新しいテクノロジを文化に注入するというのは、一筋縄ではいかない場合がある。
19世紀に電話が初めて導入されたとき、人々が主に心配したのは、健康へのリスクと同時に、好ましからざる人物に会話を盗聴されるのではという恐怖だった。一部の人々は、電話という新しい装置は、地域社会の人間関係に悪影響を与える、あるいは電話を介してほかの回線を使っている人々の呼吸から病気にかかると信じて、電話の使用を控えた。
それから100年近くたって登場した最初の携帯電話は、重さが2.5ポンド(約1.1kg)、価格が4000ドル近くした。携帯電話を出迎えたのは、懐疑的な態度や、健康上のリスクについての懸念、そして社会の混乱だった。
新しいテクノロジの導入は不安や疑念を伴うことが多いと語るのは、マドリード・コンプルテンセ大学の社会学の教授である、Amparo Lasen Diaz氏だ。同氏は次のように書いている。
新しいテクノロジの採用の多くは、その影響をめぐって、ある程度の「モラルパニック」をもたらす。そうした不安の一部は、(固定電話と携帯電話の)両方のケースと共通している。すなわち、健康に対する脅威や依存の危険、従来の交流の減少、社会活動参加への関心の喪失、思いやりを欠いた行動である。ほかに新しいものとしては、公的空間の私物化や、私的な場への仕事の侵入、コントロールされる可能性の増加などがある。
そして「Google Glass」が登場する。これは、Ivan Sutherland氏が考えた拡張現実ディスプレイや携帯電話、そしてサイエンスフィクションの系譜に連なるウェアラブルデバイスであり、その登場には、好奇心と興奮、そして恐怖心を伴っている。
2013年後半に、1500ドル未満の価格で、消費者はGoogle Glassを手にすることができる予定だ。われわれは、コンピュータに詳しい人々が、自らのメガネに装着されたGoogleディスプレイに話しかけたり、自分の周囲の様子を写真や動画、音声で記録したりするのを目撃するようになるだろう。
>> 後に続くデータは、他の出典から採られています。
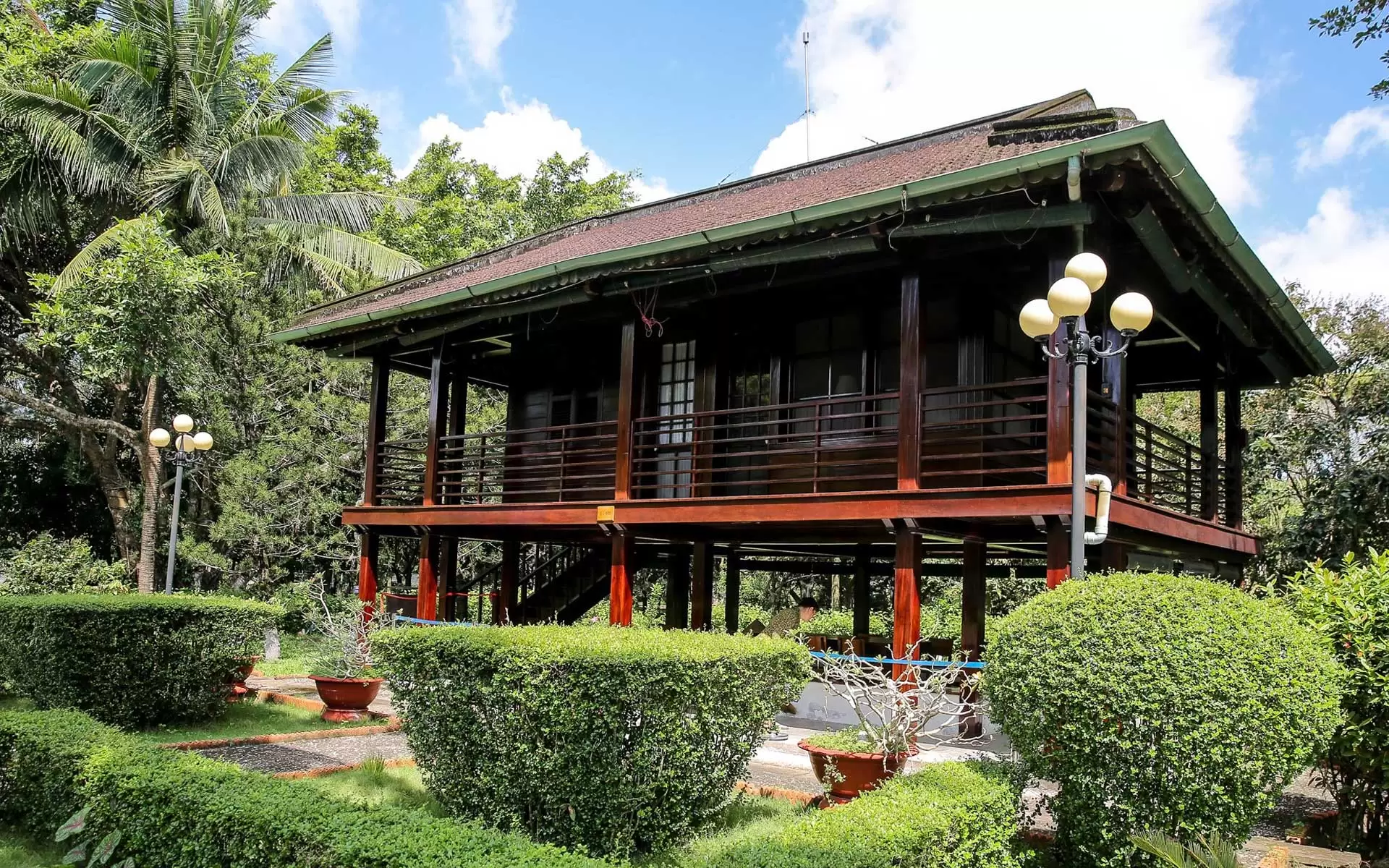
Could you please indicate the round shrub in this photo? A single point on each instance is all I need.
(128, 660)
(1159, 702)
(613, 741)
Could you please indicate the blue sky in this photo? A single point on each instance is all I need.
(1274, 117)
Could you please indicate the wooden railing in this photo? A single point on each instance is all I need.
(827, 445)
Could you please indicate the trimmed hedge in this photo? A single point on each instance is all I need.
(178, 810)
(614, 741)
(1159, 702)
(945, 816)
(128, 660)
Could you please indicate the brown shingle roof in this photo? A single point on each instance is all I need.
(875, 169)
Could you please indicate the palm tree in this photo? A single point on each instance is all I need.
(163, 120)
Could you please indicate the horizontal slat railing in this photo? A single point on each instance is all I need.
(825, 445)
(987, 435)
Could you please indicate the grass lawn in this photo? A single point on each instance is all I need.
(374, 785)
(295, 656)
(246, 720)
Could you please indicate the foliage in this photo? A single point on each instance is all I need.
(129, 660)
(46, 564)
(616, 741)
(179, 810)
(1367, 20)
(948, 814)
(1351, 608)
(1159, 700)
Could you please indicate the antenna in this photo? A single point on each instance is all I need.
(804, 41)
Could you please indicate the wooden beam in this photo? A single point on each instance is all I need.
(906, 603)
(909, 389)
(375, 425)
(702, 588)
(620, 582)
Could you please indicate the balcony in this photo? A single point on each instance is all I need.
(974, 436)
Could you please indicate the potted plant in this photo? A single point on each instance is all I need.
(895, 718)
(344, 674)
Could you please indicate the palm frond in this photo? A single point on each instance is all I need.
(101, 246)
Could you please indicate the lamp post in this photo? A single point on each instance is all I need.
(1064, 306)
(184, 454)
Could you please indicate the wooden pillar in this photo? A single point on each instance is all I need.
(620, 584)
(367, 566)
(438, 413)
(625, 404)
(702, 587)
(1058, 552)
(1210, 446)
(1233, 454)
(909, 388)
(974, 592)
(375, 425)
(863, 590)
(427, 593)
(906, 603)
(732, 590)
(678, 590)
(504, 610)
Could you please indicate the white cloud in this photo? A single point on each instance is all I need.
(1354, 132)
(517, 139)
(292, 25)
(477, 30)
(888, 69)
(1339, 252)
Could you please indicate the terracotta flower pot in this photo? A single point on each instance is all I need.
(857, 771)
(347, 697)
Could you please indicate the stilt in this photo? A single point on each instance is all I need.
(906, 603)
(702, 587)
(620, 585)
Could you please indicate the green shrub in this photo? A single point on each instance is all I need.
(1351, 608)
(619, 741)
(178, 810)
(1159, 702)
(128, 660)
(945, 816)
(48, 564)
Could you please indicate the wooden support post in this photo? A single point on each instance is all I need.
(1058, 552)
(678, 590)
(863, 590)
(620, 584)
(974, 592)
(732, 590)
(1233, 454)
(1210, 448)
(438, 410)
(427, 593)
(909, 385)
(367, 566)
(504, 606)
(375, 427)
(906, 603)
(625, 407)
(702, 588)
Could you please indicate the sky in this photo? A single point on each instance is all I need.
(1275, 117)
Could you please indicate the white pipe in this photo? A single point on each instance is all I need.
(1102, 509)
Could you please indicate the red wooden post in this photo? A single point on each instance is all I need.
(507, 585)
(625, 403)
(620, 584)
(906, 603)
(702, 590)
(909, 385)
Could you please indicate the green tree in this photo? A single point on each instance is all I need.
(1366, 20)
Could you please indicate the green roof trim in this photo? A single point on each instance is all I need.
(1155, 137)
反発は既に起こっている。シアトルのあるバーは、Google Glassを着けて店内に入ることを禁止した。この禁止には、宣伝行為という側面もあったが、Google Glassを取り巻くプライバシーやソーシャルインタラクションのエチケットについての懸念という側面もある。コーヒーを買うために並んでいるときに、人々が携帯電話を使って大声で話したり、Appleの「Siri」や、「Google Voice」に大声で話しかけたりしているのは、十分に嫌なことだ。今後は、人々はGoogle Glass経由でおしゃべりしたり、Google Glassを通して見えるあらゆるものを記録して、Googleのクラウドに送り、対象を絞った、あるいは匿名でのデータマイニングを行ったりするようになるだろう。